Scary Stories to Tell in the Dark, collected by Alvin Schwartz, drawings by Stephen Gammell, 3/5
It is clear that children are the target audience for this book, but the simple layout and child-friendly writing style provide a disturbing contrast with the extremely dark and gross stories it contains. I wouldn’t have wanted to read such terrifying things as a kid and certainly wouldn’t want my own children to be exposed to these ideas at a young age. As an adult, I found the stories to be entertaining, if a bit simplistically retold, and the artwork in particular is outstanding.
Why I read it: a thrift store find. I’ve always been interested in fairy tales and myths, so paranormal stories are not that much of a stretch.
Tapisserie de Bayeux: Photos and Captions of Bayeux Tapestry, published by Éditions Artaud Frères, 5/5
This high-quality souvenir book contains photos of the complete 11th-century Bayeux Tapestry and terse captions in six languages, outlining events leading up to the Norman conquest of England and culminating in spoilers King Harold’s death at the Battle of Hastings in 1066. The needlework is charmingly quirky, from the multi-colored horses to the occasional nude figures in the border, proudly displaying their embroidered nethers to my extreme amusement.
Why I read it: this book has been in my to-read pile for so long that I can’t remember where or when I bought it. Glad I did, though!
Steal Like An Artist: 10 Things Nobody Told You About Being Creative by Austin Kleon, 5/5
The 10 points about creativity that form the backbone of this little book are deceptively simple (even unimpressive) at first glance. Happily, my first impression was wrong–the author uses this list merely as a starting point for an encouraging and inspiring discussion about artistic creativity. Reading this book first normalised, then challenged, many of the negative feelings that have caused me in the past to describe myself as an uncreative person.
- Steal like an artist.
It’s refreshing to hear someone creative admit that “every new idea is just a mashup or a remix of one or more previous ideas” (9).
- Don’t wait until you know who you are to get started.
- Write the book you want to read.
This is so much more inspiring than the advice to “write what you know.”
- Use your hands.
- Side projects and hobbies are important.
Having a wide variety of interests can be difficult and it’s sometimes tempting to feel like a loser for not focusing on just one. Kleon doesn’t make a particularly convincing case for his advice of “don’t throw any of yourself away” (68), but I do like the idea that “what unifies your work is the fact that you made it” (72).
- The secret: Do good work and share it with people.
- Geography is no longer our master.
- Be nice. (The world is a small town.)
- Be boring. (It’s the only way to get work done.)

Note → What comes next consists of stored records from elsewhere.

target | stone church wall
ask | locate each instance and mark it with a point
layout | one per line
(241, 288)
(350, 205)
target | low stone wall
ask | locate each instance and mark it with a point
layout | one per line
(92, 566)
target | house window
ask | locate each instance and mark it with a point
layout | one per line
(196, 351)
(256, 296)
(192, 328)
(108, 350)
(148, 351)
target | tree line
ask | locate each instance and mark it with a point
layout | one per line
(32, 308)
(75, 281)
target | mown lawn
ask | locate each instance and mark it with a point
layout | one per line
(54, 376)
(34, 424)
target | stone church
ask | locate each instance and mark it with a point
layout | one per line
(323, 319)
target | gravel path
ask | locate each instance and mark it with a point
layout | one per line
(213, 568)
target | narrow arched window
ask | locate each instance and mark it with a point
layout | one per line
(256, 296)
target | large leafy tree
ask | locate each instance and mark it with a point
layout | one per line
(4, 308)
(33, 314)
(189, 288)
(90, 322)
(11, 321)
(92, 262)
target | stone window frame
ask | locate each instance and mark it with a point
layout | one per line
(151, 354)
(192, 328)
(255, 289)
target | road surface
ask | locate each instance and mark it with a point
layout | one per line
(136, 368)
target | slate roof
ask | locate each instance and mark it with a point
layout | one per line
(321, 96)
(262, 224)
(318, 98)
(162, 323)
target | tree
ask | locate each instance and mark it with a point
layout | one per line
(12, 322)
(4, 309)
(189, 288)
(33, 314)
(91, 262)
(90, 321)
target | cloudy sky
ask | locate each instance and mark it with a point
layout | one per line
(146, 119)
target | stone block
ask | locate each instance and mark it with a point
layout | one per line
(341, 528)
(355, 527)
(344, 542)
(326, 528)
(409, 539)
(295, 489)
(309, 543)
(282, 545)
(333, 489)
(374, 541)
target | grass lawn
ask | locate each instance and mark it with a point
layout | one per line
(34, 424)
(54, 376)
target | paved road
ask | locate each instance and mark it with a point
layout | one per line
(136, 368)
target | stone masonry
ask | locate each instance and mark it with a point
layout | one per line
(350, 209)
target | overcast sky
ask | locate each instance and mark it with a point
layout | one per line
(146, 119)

It may not be living the dream, but having a boring day job can give you the financial freedom to pursue creative endeavors. Kleon points out that, contrary to instinct, “establishing and keeping a routine can be even more important than having a lot of time” when it comes to being creative (124).
- Creativity is subtraction.
Why I read it: Imgur user morganic mentioned this book in a comment on a photography post.

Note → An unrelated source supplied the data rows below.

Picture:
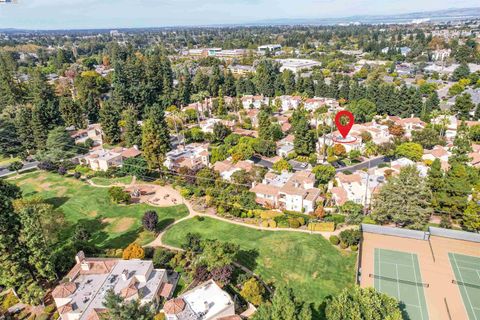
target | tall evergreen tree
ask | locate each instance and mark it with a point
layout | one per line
(13, 265)
(155, 137)
(133, 131)
(462, 145)
(304, 142)
(463, 106)
(109, 119)
(72, 113)
(39, 250)
(91, 108)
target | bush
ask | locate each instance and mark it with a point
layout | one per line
(133, 251)
(159, 316)
(321, 226)
(117, 195)
(337, 218)
(49, 309)
(47, 166)
(334, 240)
(270, 214)
(369, 220)
(62, 170)
(162, 257)
(150, 220)
(9, 301)
(350, 237)
(43, 316)
(294, 223)
(283, 224)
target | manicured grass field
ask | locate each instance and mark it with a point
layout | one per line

This collection of Shrigley’s messy, misspelled, dark and unpredictably humorous art seems less accessible than his What the Hell are You Doing? The Essential David Shrigley. “Less accessible” is a fancy way of saying that I didn’t really “get” a lot of the stuff in this book (which you might find a bit ironic if you read my last review of his work). Perhaps I also didn’t enjoy this as much because I went into it expecting to be surprised and delighted, an approach that never seems to work well for me.

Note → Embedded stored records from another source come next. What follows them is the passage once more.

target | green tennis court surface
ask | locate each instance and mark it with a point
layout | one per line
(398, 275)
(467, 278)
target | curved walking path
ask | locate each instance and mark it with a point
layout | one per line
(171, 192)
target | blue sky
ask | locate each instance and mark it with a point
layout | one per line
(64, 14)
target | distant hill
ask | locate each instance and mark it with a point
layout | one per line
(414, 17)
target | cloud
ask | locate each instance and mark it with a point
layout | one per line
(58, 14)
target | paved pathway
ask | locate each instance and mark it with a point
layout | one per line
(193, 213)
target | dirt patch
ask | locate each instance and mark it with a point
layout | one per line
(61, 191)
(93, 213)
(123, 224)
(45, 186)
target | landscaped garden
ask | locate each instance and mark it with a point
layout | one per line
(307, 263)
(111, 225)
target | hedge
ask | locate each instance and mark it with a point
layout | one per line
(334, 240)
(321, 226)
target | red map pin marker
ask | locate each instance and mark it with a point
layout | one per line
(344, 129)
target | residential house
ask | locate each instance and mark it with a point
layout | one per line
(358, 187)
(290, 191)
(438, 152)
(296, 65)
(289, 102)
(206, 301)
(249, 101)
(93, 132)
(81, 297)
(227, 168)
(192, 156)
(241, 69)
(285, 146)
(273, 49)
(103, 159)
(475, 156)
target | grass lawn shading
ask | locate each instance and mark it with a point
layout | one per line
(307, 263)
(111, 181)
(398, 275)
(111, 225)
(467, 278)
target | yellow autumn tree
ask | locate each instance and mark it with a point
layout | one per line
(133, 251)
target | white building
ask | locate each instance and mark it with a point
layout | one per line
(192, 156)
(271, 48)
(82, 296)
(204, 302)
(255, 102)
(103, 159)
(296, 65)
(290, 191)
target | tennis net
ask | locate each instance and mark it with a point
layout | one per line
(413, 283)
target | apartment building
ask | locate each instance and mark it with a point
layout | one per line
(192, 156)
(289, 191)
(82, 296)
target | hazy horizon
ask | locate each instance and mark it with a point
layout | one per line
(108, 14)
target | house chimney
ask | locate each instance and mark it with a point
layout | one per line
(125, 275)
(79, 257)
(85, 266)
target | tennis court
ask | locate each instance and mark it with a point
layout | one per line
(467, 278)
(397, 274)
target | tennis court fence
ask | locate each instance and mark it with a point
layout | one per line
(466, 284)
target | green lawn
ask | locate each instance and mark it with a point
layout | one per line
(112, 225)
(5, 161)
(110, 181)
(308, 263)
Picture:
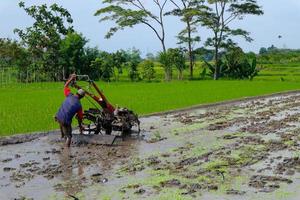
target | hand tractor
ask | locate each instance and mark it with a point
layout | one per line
(104, 118)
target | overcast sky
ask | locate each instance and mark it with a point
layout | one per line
(281, 17)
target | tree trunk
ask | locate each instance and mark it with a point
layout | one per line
(217, 67)
(190, 51)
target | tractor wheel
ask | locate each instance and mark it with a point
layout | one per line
(108, 130)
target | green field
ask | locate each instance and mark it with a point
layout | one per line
(31, 107)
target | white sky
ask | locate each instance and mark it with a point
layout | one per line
(281, 17)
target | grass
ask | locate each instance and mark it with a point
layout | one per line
(31, 107)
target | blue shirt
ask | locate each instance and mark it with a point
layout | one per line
(68, 109)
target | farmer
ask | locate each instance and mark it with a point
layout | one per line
(67, 111)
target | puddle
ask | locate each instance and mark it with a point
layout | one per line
(208, 153)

Why I read it: My library only has Shrigley’s books in e-book form (which I hate), so I picked this up at Easton’s Books, hoping it would be as funny as the last thing by him that I read.
Tedious political ramblings accompany this collection of aged cartoons by celebrated WWII cartoonist Bill Mauldin, who obviously had a rough transition back to a civilian career after the war. I’ve always been put off by political cartoons in general because they tend to over-simplify complicated issues, mindlessly ridicule opposing viewpoints and, crucially, are usually not even funny. The cartoons in this book are no exception and, I think, would appeal to few readers besides fans of Mauldin and those who are interested in an inside view of one person’s perspective of the political climate in post-WWII United States.
[Why I read it: I recognized Mauldin’s name and liked what I had previously seen of his army cartoons.]